# Classical Music Film/Play info needed PLEASE HELP ????



## dafcjim (Jun 9, 2008)

Hello there, 

Right ok, by now you should realise that i need some help.

My dad used to have a video of a Classical Play/Film which i'm trying to get the name of.

The music was all different types of classical, and the film involved alot of people all whome would act in time of the music. 

The programme was i thin 1970 - 1990 ?.

I remember the death song (last track/video), and as the "dun dun dun dun!, dun dun dun!, dun dun, dun dun, sounds would play people would fall to there death (play acting style).

There was also a part when the main character (a man) would be walking up stairs, passing people as he moved up. 

Another would be people laying on wheel beds and he would push them as the camera moved around with him.

I know i may not be speaking clearly, but this is really all the detail i have atm. 

The whole movie was in line with the music and no speaking was involved.

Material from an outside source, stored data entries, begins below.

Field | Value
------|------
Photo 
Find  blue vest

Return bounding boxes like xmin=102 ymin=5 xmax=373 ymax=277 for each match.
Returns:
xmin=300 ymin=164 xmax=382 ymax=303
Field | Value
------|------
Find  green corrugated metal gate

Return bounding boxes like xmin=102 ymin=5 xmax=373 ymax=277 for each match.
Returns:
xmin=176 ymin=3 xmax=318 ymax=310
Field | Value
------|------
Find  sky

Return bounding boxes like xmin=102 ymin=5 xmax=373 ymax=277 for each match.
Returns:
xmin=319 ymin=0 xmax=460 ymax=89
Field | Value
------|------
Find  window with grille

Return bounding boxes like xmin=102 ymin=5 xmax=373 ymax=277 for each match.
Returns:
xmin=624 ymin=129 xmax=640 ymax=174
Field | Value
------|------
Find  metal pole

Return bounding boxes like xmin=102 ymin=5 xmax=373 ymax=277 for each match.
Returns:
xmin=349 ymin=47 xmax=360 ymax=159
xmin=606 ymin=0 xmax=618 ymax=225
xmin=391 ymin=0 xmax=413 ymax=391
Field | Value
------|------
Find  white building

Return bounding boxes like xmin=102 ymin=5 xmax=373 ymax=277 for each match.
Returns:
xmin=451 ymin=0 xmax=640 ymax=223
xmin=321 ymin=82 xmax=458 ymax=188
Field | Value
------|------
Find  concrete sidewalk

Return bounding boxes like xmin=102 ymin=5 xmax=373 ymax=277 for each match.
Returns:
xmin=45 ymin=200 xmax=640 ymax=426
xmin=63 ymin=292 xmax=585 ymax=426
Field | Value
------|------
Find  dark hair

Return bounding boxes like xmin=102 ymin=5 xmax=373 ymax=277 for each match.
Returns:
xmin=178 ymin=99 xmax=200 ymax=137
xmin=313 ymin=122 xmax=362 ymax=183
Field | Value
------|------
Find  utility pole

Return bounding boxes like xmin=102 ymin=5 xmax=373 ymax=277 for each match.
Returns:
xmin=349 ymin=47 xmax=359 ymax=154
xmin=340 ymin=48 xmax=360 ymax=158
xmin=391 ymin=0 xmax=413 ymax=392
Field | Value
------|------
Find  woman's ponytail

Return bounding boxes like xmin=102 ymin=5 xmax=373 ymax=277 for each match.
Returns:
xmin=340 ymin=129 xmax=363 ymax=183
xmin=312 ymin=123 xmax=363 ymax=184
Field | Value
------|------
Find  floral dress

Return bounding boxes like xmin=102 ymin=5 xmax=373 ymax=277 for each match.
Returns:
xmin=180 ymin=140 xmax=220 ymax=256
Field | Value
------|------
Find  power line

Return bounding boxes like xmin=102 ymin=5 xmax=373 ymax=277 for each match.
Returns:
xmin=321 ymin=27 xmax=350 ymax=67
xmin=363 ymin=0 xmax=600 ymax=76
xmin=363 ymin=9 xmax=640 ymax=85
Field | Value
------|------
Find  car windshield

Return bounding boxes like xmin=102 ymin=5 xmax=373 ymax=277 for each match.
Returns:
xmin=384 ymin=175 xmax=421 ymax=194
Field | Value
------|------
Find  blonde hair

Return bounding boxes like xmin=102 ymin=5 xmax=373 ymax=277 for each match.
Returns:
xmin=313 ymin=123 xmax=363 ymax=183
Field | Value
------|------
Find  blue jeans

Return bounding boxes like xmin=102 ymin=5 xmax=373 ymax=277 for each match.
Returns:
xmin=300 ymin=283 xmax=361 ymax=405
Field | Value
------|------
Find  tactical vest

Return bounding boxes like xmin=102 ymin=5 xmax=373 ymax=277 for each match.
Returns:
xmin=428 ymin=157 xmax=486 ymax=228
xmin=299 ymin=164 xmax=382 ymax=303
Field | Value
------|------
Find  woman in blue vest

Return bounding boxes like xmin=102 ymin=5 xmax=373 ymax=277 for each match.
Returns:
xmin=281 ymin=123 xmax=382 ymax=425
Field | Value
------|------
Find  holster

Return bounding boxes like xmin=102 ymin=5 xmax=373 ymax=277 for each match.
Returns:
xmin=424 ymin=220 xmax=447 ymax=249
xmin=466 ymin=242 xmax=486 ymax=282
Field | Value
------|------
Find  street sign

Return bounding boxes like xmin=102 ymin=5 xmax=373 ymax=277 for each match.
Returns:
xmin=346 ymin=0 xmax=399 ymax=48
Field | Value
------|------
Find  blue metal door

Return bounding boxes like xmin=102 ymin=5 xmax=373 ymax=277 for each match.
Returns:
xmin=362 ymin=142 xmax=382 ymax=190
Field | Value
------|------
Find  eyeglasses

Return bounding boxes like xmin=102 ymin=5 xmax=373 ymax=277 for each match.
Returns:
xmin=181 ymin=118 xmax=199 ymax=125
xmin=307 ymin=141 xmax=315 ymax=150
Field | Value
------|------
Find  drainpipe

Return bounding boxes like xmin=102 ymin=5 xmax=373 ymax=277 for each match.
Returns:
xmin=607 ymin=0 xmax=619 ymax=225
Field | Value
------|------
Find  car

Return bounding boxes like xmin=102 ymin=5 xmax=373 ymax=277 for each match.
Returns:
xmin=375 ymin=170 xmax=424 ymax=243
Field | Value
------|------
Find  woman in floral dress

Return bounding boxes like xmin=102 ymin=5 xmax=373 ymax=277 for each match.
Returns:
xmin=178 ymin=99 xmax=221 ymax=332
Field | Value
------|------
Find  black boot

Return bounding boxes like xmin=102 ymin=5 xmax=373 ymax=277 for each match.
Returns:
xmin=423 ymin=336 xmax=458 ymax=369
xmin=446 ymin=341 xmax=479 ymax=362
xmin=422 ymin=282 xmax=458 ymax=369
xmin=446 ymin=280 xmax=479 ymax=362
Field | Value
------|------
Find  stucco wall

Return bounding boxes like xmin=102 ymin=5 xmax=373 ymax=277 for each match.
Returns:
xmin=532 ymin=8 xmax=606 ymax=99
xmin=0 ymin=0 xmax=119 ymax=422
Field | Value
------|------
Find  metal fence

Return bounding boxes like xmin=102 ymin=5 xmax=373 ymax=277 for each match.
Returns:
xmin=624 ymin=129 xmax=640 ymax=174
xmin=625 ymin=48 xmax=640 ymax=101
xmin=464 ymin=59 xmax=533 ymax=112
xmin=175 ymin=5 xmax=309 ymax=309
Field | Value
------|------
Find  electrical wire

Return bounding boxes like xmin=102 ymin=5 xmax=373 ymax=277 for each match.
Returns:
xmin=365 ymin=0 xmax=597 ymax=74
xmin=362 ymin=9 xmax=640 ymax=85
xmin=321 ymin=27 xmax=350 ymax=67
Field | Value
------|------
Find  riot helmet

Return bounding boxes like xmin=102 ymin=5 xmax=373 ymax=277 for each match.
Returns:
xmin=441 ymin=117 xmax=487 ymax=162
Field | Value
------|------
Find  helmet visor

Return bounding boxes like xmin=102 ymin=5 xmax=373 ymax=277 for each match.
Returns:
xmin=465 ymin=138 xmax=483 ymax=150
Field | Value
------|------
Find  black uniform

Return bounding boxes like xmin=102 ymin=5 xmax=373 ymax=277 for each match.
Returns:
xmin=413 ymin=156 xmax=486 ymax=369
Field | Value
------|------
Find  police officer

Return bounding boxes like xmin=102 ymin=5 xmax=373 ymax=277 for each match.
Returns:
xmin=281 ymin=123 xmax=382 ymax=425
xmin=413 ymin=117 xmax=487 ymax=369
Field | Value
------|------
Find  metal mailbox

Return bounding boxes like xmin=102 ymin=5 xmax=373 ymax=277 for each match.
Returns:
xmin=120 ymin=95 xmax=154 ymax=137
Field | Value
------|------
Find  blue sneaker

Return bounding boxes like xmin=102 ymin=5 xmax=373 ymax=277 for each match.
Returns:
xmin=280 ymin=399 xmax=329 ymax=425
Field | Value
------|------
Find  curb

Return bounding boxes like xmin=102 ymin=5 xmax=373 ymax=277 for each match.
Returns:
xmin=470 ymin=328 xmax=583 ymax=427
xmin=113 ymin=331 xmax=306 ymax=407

If you know what i mean!...please leave a message!

thanks


James


----------



## marval (Oct 29, 2007)

Sorry James

I don't know this film

Stick around though, someone might have the answer you require.


Margaret


----------



## PostMinimalist (May 14, 2008)

Can you help us out a bit with some details. What country do you live in? Was it a TV film? Can you remember any of the actors? Can you remember if it was a modern setting or in which city the film was set? It sounds like a spanish production... Spanish TV had a spate of shorts like this in the seventies. One was called the Telephone and another had something to do with the Mona Lisa losing it's smile. give us something to go on!
F


----------